Она спросила, в чем ее обвиняют.
– Надо же, ей интересно, в чем ее обвиняют!
– Как же они достали меня этими своими жалобами, я больше не могу! Объясни лучше ты, у тебя с дамами лучше получается!
– Ну что же, если вкратце, то тебя, как я понимаю, обвиняют лишь в том, что ты еще жива, в то время как такая куча народу уже выбыла из строя. Но так как это объяснение тебя вряд ли в полной мере удовлетворит, я добавлю, что, помимо расовых вопросов, нас сюда привели и причины политического свойства. Мы ищем документы – самые разные и какие угодно.
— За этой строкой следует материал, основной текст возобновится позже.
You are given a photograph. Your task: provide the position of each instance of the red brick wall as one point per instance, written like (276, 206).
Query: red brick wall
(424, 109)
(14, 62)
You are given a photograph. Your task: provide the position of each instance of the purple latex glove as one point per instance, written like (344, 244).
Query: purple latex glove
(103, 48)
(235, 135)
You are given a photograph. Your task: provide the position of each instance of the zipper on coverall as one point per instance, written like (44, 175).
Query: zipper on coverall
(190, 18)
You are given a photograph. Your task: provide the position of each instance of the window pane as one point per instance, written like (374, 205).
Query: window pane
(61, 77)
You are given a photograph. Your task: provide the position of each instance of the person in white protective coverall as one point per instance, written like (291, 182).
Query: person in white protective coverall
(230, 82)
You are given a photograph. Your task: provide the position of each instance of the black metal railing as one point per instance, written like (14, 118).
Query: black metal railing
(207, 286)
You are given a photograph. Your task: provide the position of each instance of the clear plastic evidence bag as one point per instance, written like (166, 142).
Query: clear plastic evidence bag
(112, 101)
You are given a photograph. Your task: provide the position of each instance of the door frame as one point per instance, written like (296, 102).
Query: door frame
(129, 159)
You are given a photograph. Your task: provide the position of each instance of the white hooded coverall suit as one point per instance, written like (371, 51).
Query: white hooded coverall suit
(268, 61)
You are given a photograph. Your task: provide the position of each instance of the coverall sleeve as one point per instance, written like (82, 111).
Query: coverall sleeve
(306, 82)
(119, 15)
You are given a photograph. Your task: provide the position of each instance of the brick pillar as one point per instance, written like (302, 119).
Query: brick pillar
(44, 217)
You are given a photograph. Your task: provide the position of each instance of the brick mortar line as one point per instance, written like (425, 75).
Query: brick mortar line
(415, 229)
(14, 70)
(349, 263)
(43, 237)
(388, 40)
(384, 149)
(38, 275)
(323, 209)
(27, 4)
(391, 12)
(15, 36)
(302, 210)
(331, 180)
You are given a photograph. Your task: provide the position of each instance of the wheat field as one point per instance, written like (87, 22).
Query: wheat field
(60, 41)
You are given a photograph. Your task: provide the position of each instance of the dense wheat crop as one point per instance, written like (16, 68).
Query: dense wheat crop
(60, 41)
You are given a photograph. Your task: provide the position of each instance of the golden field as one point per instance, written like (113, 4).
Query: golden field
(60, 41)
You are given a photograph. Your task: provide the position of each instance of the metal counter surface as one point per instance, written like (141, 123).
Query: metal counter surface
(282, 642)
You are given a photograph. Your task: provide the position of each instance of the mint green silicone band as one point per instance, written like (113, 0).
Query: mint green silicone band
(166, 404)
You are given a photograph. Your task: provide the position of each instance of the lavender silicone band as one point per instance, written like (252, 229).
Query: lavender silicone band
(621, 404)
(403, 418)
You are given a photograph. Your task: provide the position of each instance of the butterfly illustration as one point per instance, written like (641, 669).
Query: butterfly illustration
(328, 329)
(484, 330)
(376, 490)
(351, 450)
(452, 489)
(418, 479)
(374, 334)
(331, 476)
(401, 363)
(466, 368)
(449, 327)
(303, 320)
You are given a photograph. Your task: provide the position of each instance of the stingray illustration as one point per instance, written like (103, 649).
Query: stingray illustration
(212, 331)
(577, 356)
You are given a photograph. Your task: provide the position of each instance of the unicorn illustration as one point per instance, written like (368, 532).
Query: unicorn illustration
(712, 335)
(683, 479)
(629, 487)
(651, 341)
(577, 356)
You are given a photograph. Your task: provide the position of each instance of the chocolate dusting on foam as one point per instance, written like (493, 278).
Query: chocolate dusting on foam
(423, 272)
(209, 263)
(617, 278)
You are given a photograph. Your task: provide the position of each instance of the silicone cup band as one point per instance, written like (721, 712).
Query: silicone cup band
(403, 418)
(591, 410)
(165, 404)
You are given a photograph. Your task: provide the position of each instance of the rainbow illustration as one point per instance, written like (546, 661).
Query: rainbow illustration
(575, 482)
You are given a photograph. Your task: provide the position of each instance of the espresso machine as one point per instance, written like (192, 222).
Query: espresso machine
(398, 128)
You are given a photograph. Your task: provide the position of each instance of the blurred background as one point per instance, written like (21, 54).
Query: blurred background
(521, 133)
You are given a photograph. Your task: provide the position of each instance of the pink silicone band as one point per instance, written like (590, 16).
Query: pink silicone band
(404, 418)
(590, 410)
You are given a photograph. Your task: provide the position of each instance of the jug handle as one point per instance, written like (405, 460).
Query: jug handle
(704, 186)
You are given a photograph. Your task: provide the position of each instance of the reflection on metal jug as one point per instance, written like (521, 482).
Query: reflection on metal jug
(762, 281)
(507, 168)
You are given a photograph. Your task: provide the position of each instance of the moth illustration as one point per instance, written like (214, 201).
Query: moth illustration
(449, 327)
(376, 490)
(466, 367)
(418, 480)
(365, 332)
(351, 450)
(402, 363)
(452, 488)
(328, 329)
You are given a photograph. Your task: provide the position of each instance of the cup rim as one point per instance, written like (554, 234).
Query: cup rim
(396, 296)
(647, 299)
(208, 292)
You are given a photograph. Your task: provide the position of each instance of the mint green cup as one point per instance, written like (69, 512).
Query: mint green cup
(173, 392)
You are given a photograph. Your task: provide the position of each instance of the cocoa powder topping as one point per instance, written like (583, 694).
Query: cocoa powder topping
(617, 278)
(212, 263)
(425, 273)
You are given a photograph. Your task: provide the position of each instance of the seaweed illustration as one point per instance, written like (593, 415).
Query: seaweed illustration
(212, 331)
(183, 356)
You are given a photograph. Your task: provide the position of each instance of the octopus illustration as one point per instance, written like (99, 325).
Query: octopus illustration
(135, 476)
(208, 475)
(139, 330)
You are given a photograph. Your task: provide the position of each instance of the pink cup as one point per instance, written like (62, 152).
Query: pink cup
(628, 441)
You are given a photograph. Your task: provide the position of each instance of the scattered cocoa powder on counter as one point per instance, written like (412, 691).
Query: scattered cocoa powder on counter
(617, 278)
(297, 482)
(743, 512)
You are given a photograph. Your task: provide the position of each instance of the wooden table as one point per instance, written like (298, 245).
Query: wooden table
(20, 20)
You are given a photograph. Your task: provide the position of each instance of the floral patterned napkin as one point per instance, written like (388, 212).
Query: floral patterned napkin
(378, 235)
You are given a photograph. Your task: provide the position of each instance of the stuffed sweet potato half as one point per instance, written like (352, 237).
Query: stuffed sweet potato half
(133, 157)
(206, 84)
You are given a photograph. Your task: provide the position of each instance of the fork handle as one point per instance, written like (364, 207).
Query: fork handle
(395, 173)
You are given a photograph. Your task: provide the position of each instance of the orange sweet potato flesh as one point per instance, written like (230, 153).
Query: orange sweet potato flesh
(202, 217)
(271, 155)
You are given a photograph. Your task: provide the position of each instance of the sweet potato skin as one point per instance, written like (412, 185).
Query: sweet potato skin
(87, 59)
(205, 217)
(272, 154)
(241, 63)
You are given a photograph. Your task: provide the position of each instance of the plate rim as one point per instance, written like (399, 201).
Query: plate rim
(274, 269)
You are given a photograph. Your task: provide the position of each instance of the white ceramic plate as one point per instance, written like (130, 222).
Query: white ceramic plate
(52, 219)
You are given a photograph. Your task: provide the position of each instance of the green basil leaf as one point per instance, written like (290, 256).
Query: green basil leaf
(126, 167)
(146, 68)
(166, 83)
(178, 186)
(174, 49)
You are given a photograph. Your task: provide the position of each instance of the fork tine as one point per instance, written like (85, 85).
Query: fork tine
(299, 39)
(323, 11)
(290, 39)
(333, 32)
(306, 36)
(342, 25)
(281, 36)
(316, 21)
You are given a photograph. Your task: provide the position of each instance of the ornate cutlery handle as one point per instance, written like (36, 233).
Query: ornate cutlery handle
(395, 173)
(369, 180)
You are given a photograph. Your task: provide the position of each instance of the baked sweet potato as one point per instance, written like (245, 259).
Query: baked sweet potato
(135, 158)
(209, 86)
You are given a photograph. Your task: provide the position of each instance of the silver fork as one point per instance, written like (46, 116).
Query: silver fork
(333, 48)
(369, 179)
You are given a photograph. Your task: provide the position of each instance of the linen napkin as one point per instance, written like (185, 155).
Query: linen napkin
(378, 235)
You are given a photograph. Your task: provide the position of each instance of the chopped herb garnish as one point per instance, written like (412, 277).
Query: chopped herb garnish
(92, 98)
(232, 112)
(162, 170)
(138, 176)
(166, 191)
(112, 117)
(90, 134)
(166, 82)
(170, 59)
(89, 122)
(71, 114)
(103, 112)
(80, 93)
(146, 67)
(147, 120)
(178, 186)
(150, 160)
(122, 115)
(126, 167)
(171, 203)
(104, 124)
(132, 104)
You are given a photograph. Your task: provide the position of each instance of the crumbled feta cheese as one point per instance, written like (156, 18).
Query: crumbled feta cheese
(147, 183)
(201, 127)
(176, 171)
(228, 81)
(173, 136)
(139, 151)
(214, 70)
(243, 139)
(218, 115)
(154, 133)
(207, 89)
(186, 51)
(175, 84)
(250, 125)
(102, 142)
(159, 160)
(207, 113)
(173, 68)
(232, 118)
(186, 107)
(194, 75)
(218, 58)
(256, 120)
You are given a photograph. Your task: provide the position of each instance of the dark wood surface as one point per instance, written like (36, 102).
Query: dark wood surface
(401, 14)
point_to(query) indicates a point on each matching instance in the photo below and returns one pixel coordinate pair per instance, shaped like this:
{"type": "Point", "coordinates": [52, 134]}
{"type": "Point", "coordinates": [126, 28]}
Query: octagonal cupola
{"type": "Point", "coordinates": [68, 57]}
Вот мы тобой и заинтересовались, потому как с учетом твоего членства в КПГ тебя может скомпрометировать любая мелочь: листовка, брошюра, список товарищей по партии… А теперь окажи любезность и дай нам сделать свою работу!
Миновав лестничную площадку, они бесцеремонно отодвинули ее в сторону, прошли в комнату, стали рыться в комоде, бросая на пол его содержимое, разбили стеклянный подсвечник, опрокинули буфет. В гостиной воцарился настоящий хаос, повсюду валялись осколки разбитой посуды. Один из незваных гостей отправился в спальню и через несколько мгновений оттуда донесся его победный крик. Он позвал второго, оставшегося с ней. С восторженным, триумфальным видом на физиономиях они возвратились с чемоданом в руках и заявили, что их поиски увенчались успехом, наверняка полагая, что там хранятся политические документы. Затем пообещали явиться к ней еще раз, поклялись повесить, если ей в голову взбредет бежать, и ушли.
Теперь из-за ее ошибки труды Франца были утеряны навсегда.
Роберт
Вскоре после смерти друга он поселился в Праге. Эта его ссылка носила не только сентиментальный характер – в 1924 году венгерское правительство маршала Хорти лишило евреев избирательного права. Множились бесчинства, жертвами которых становился как человек, так и его имущество – прошел слух, что полиции приказали в это не вмешиваться. На количество евреев, имеющих право обучаться на медицинских факультетах, была введена жесткая квота. В число тех, кого коснулся этот запрет, попал и он. В результате долгой бюрократической волокиты, не без помощи Макса Брода, его в конечном итоге приютили скамьи лекционных залов Пражского университета.